Tax avoidance “not legal duty”, claims law firm

BRITAIN’S BUSINESSES cannot justify engaging in tax avoidance strategies by claiming they are seeking the best return for their shareholders, according to the advice of law firm Farrer & Co.

The firm is due to send its legal assessment to business leaders, warning they cannot claim it is their fiduciary duty to avoid tax for their benefit of shareholders, after it was commissioned to look into the issue by the Tax Justice Network.

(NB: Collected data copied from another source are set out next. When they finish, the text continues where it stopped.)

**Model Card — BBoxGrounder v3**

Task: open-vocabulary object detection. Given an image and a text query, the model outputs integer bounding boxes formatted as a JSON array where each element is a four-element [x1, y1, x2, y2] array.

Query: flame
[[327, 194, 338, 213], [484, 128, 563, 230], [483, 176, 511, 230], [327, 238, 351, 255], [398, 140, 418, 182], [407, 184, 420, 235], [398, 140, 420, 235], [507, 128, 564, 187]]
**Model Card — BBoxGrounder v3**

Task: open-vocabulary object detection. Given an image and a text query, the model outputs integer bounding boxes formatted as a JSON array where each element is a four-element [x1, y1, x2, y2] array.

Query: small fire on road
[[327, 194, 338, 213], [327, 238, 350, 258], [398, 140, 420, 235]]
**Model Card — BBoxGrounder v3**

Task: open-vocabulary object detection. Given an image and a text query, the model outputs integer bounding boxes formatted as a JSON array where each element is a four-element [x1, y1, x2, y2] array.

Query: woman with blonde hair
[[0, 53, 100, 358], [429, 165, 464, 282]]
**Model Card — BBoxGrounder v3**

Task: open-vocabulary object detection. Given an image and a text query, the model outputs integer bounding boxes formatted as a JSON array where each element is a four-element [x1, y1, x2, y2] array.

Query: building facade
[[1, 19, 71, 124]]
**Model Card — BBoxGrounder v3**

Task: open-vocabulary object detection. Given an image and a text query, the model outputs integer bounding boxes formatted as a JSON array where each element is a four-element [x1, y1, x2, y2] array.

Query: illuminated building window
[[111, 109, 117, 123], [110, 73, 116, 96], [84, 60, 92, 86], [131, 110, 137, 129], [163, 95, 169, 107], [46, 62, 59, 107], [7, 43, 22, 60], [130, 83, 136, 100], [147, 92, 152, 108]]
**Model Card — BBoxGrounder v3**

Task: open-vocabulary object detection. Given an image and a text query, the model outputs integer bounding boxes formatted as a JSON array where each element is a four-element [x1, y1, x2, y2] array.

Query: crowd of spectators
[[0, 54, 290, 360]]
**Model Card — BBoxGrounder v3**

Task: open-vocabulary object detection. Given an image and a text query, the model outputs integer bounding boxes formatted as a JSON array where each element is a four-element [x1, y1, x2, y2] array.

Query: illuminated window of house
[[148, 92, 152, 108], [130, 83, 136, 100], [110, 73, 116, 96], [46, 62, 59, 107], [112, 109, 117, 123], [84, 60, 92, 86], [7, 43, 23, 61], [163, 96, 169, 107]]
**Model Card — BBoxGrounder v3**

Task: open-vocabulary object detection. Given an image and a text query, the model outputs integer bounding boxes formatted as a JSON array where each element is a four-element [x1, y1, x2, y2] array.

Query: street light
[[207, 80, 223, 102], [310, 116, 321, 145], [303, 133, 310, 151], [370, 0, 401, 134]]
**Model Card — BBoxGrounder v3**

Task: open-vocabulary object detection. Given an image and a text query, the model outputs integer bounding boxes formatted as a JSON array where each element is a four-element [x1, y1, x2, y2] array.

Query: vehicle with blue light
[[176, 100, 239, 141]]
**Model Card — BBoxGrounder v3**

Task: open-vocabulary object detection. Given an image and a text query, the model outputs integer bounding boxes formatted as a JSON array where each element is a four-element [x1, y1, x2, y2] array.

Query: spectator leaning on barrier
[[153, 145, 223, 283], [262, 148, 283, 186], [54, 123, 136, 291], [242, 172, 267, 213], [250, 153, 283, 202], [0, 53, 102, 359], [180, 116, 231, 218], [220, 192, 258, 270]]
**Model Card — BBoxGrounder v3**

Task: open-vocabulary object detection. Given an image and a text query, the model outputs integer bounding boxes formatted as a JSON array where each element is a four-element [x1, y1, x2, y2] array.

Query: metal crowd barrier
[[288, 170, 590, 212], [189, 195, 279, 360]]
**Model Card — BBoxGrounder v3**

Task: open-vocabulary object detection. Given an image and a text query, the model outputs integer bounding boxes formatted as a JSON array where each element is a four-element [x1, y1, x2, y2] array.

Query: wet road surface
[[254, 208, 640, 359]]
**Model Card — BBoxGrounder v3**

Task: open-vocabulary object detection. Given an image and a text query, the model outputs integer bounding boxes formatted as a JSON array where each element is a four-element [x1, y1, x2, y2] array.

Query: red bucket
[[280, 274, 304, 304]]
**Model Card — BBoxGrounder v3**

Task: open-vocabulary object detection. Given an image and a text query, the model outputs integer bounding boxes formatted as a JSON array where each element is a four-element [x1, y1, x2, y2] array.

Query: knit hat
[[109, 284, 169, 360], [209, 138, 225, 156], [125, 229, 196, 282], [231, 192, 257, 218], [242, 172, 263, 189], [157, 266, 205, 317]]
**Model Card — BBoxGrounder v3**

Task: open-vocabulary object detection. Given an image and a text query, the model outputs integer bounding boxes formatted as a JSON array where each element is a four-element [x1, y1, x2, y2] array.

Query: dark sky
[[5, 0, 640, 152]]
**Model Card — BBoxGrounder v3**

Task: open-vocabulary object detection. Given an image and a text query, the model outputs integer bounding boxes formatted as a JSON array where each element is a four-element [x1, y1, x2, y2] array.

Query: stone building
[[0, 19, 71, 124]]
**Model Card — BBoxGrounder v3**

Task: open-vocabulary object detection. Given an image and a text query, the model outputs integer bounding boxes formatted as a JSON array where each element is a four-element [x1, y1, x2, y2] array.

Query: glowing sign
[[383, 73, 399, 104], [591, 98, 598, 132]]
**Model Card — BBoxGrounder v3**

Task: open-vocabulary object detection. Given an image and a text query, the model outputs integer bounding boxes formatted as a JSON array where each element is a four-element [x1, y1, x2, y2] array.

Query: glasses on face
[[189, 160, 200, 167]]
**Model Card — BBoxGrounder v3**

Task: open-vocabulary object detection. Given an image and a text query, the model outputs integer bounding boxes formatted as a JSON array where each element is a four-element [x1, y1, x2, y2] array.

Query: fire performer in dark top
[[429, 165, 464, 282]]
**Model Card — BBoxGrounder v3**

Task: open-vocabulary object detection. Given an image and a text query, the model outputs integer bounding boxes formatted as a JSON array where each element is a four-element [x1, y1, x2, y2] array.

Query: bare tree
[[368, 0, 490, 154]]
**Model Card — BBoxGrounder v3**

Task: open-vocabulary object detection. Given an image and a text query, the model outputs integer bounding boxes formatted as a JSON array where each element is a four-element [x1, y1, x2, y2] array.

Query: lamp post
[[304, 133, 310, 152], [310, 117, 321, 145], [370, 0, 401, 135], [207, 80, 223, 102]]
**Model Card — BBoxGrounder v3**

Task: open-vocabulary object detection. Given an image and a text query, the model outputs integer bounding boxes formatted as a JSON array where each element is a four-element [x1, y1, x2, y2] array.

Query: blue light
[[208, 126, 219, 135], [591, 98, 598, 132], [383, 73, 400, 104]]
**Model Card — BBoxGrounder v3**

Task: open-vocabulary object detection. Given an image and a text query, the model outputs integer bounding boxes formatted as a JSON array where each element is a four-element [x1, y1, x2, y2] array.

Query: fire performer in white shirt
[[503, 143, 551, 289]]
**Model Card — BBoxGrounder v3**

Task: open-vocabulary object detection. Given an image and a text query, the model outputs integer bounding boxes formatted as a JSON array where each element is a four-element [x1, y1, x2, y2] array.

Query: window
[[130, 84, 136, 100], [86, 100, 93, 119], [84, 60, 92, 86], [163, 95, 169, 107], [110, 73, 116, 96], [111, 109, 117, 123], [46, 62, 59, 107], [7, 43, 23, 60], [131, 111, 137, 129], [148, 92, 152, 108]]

“It is not possible to construe a director’s duty to promote the success of the company as constituting a positive duty to avoid tax,” the firm found, adding directors have discretion on the social impact of their decisions, and paying tax responsibly instead of putting in place complex structures, they would be protected by applicable law, rather than risk liability.

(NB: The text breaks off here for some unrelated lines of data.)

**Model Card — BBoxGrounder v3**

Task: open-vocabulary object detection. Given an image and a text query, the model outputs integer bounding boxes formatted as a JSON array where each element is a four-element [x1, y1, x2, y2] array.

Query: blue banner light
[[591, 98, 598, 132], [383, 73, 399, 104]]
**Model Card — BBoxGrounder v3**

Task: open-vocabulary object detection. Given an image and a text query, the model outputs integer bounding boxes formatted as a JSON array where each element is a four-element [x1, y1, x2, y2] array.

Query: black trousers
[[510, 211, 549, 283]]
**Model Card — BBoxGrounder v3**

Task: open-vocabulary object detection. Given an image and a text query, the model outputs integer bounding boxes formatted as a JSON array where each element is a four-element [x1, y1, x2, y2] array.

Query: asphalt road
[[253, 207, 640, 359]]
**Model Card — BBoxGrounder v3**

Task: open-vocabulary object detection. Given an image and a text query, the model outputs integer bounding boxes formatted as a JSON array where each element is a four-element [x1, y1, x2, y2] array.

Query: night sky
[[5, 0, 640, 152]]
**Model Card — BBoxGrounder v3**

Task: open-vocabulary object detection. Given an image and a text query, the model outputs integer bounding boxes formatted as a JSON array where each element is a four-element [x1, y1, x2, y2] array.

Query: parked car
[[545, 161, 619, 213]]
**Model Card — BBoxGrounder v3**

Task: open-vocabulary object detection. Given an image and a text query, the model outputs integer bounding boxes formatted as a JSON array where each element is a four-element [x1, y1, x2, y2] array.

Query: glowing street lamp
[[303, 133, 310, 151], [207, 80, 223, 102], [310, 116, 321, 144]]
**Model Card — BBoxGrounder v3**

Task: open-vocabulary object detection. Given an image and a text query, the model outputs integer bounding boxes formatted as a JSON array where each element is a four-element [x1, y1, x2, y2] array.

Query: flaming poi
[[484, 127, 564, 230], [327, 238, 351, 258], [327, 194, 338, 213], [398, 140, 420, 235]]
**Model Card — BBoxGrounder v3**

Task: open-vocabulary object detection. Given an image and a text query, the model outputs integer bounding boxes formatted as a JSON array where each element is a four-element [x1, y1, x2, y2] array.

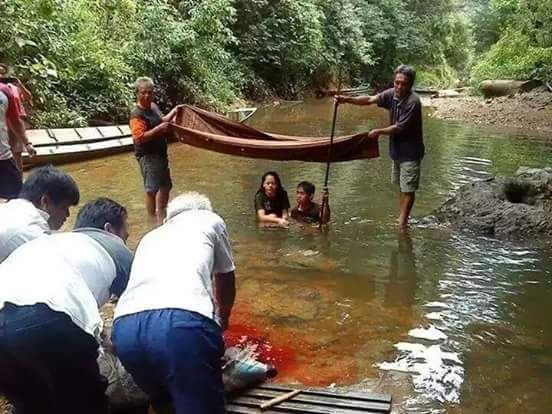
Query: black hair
[[394, 64, 416, 88], [297, 181, 315, 195], [20, 165, 79, 206], [256, 171, 286, 199], [74, 197, 127, 231]]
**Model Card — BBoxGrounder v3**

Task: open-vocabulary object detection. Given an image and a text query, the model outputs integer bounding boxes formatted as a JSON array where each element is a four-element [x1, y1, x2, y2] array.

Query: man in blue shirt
[[336, 65, 424, 228]]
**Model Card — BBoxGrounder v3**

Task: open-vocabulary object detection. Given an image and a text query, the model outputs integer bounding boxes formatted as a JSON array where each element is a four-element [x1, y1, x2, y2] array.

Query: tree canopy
[[0, 0, 548, 127]]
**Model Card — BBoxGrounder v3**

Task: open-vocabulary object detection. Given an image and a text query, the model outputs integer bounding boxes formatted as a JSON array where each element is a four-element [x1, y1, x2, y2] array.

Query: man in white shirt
[[0, 165, 80, 263], [0, 198, 133, 414], [112, 192, 236, 414]]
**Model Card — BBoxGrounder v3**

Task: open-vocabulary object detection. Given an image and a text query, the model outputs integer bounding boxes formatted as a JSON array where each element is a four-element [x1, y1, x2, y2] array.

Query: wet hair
[[394, 64, 416, 88], [297, 181, 315, 195], [74, 197, 127, 231], [134, 76, 154, 93], [20, 165, 80, 206], [257, 171, 286, 199], [166, 192, 212, 220]]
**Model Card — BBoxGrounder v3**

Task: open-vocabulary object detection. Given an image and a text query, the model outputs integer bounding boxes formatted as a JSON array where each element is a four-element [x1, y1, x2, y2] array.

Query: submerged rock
[[426, 167, 552, 237]]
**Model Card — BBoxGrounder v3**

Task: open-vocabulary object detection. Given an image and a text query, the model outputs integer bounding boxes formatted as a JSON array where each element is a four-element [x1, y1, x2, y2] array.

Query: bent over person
[[112, 192, 236, 414], [130, 76, 182, 221], [336, 65, 424, 228], [0, 165, 79, 263], [0, 199, 133, 414]]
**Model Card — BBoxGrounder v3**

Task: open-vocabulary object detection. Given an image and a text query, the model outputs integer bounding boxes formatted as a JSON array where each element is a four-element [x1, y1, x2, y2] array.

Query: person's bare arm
[[335, 95, 378, 105], [368, 124, 401, 139], [8, 117, 35, 156], [257, 209, 288, 226], [16, 79, 33, 105], [214, 271, 235, 330]]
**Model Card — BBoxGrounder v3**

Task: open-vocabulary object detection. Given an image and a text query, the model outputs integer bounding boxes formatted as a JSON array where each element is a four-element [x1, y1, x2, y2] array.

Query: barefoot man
[[336, 65, 424, 228]]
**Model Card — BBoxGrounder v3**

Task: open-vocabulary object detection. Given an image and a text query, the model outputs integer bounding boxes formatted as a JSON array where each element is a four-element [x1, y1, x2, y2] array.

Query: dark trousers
[[113, 309, 225, 414], [0, 303, 108, 414], [0, 158, 22, 199]]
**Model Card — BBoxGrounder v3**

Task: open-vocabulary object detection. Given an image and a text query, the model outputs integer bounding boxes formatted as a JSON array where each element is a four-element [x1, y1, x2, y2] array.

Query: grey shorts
[[137, 154, 172, 193], [392, 160, 421, 193]]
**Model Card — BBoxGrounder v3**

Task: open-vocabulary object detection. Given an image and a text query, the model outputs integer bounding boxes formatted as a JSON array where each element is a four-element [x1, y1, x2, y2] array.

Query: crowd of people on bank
[[0, 63, 424, 413]]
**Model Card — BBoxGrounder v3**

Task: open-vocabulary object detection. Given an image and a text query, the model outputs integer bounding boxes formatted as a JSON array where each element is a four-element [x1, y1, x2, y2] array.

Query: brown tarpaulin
[[171, 105, 379, 162]]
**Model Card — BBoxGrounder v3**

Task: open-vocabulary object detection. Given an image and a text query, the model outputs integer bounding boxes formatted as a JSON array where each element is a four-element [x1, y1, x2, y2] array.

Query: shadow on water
[[57, 97, 552, 413]]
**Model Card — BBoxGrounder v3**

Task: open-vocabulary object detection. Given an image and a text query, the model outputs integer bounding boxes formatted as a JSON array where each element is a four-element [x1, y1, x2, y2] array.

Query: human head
[[74, 197, 129, 242], [166, 191, 212, 221], [0, 63, 8, 77], [259, 171, 284, 199], [19, 165, 80, 230], [134, 76, 154, 108], [296, 181, 315, 207], [393, 64, 416, 99]]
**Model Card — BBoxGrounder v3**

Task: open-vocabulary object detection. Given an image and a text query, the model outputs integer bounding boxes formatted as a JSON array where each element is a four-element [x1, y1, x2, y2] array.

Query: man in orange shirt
[[129, 77, 182, 221]]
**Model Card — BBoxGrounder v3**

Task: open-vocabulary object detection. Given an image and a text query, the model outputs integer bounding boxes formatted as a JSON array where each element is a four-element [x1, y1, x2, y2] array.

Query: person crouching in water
[[112, 192, 236, 414], [130, 76, 182, 222], [0, 198, 133, 414], [255, 171, 290, 227], [291, 181, 330, 225]]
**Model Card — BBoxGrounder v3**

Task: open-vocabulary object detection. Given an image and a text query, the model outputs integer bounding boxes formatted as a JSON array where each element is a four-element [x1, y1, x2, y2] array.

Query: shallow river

Many advisers and companies have argued that part of their responsibility to shareholders entails driving down costs, including tax. 

The Tax Justice Network will dispatch a copy of the legal assessment to bosses of all FTSE 100 businesses.

Tax barrister David Quentin, who was involved in drawing up the opinion, said: “When companies talk about being under duty to shareholders to mitigate tax, they are not telling the whole story. Board-level executives often benefit from performance-related reward packages which are indirectly affected by the amount of tax the company pays.

He added: “Corporate tax avoidance is presented as a matter of high-minded fiduciary duty, but it is probably better understood as being about personal reward.”